For the first one you have (how to store map on file):
-Store the map as a picture (eg. png) where pixel color corresponds to tile type. Works for simple maps. You can edit it in an image editor. But its limited and you will eventually need to move forward when you need more features.
-Binary format. Create a protocol for storing the map as bits and bytes. This is the most flexible feature wise. It is not practical to edit this by hand, youll need to make an editor. It is also more vulnerable to bugs because you cant really see what you are doing.
-Human readable text format (like the xml shown by exOfde). Same benefits as binary excepts its in a human readable form, and thus easier to work with. The only problem is that it is not very compact in memory and thus will take more space than a binary format as well as likely take longer to load.
-An already existing format with editors available. This might be a good choice, so you dont have to worry about editing your map. Of course, being somewhat out of your control, you might at some point face limitations in what the format or editor for the format can do.
The second one, theres not so many ways you can arrange your data in memory. Its more about what features you need:
-Grid in memory (X*Y tiles). Use a format like this for the tile data, to tell what material each tile is.
*Use this only for data that most tiles have
*You can also add an ID to the tile data, and store the actual data in a different place. Eg if a tile has a list of objects contained, you want to store it in a separate structure because you dont know how many items there are. You dont want each tile to have space for 1000 items. You want each tile to point to a list of items that is resized to fit the items.
*Later you might want to be able to have multiple grids (chunks) which form a continuous grid made of many parts. This allows it to be easily resized by adding or removing chunks. This is if you want procedurally generated terrain, or if you want to load only a part of the terrain in at a time from disk or network.
-Freely placed objects (list of objects, each has x,y position)
*Consider this for things that are not really a part of a tile or are rare
*Players, other moving objects...
*Some special locations like spawns so you dont have to scan each tile to find what tile is the spawn in
2. Map access
The access pattern you described is easily achieved by flood filling limited to an amount of steps which is the range. Specifically:
-Have 2 list, one for tiles in range and second for recently flooded tiles.

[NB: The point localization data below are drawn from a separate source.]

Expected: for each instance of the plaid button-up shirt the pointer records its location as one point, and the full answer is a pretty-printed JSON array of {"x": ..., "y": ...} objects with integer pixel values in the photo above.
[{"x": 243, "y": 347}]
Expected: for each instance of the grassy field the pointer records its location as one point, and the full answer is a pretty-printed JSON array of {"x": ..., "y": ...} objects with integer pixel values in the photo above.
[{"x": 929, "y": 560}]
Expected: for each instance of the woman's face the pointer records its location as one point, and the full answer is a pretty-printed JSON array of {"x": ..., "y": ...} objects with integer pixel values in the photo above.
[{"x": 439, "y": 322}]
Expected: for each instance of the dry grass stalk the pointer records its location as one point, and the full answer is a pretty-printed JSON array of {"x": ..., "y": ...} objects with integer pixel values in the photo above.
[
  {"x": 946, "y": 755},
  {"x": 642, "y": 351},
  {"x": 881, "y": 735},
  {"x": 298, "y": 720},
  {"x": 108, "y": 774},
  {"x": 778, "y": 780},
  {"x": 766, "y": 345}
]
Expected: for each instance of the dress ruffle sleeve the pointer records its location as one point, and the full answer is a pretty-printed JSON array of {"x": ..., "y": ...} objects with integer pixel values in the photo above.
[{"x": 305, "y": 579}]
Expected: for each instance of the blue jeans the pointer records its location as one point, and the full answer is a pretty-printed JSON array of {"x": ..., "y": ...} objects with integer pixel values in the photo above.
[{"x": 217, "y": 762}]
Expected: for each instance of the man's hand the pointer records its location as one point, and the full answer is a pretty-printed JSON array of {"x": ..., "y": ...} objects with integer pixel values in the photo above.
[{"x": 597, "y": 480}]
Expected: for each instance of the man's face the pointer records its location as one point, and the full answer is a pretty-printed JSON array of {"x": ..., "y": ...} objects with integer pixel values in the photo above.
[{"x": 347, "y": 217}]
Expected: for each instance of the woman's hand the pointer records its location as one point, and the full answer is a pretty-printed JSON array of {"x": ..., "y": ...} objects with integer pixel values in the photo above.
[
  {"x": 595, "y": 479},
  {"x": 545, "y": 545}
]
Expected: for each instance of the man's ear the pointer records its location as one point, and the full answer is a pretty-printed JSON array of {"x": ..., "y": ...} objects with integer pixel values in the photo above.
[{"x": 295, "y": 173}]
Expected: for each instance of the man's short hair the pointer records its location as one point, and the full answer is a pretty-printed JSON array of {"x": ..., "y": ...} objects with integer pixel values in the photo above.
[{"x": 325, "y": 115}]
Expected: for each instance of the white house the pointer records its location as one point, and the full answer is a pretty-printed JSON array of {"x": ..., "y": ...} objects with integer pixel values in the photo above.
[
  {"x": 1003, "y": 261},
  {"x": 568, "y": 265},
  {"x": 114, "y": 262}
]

a) From the center tile (the player) flood all the neighboring tiles. Add them to the list of tiles in range and the recently flooded tiles.
b) Treat all tiles in recently flooded tiles as center. Clear the recently flooded tiles list and flood from the tiles that were in it further out (dont flood back to tiles we already covered)

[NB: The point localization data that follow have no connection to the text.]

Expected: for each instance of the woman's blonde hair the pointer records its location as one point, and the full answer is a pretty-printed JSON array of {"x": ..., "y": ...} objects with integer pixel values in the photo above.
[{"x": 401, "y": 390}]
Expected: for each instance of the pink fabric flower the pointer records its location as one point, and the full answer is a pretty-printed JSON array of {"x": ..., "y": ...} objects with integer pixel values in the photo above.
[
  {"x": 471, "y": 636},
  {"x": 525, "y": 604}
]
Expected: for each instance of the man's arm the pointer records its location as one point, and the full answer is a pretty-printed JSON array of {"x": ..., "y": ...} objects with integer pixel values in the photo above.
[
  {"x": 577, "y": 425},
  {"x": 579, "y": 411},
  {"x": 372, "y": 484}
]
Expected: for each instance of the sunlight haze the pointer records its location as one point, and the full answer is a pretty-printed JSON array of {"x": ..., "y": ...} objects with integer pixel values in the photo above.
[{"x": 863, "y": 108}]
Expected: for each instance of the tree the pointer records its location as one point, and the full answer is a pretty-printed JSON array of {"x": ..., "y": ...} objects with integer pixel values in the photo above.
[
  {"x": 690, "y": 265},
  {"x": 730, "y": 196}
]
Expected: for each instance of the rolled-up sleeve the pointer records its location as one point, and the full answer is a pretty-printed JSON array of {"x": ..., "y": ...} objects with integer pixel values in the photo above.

c) Repeat until RANGE steps
or something similiar. Google on flood fill algorithm. This isnt exactly filling because we terminate after X steps but the logic is the same.
3. Customization of player
The game logic of this should be simple, your player has slots you can equip stuff to (eg a WeaponType member, which you can use to find the weapon details such as appearance and damage. As in WeaponTypes[player.WeaponType.getID()].getDamage())
The appearance is more complicated. The weapon you can probably just draw as a separate sprite to the correct position when it exists. For smaller details you might need to do something like programmatically color the ring in the players hand or have a ton of sprites to cover all the possible combinations of things the player can wear.
The best would be to just figure out how to compose a player from multiple sprites so you can swap them easily.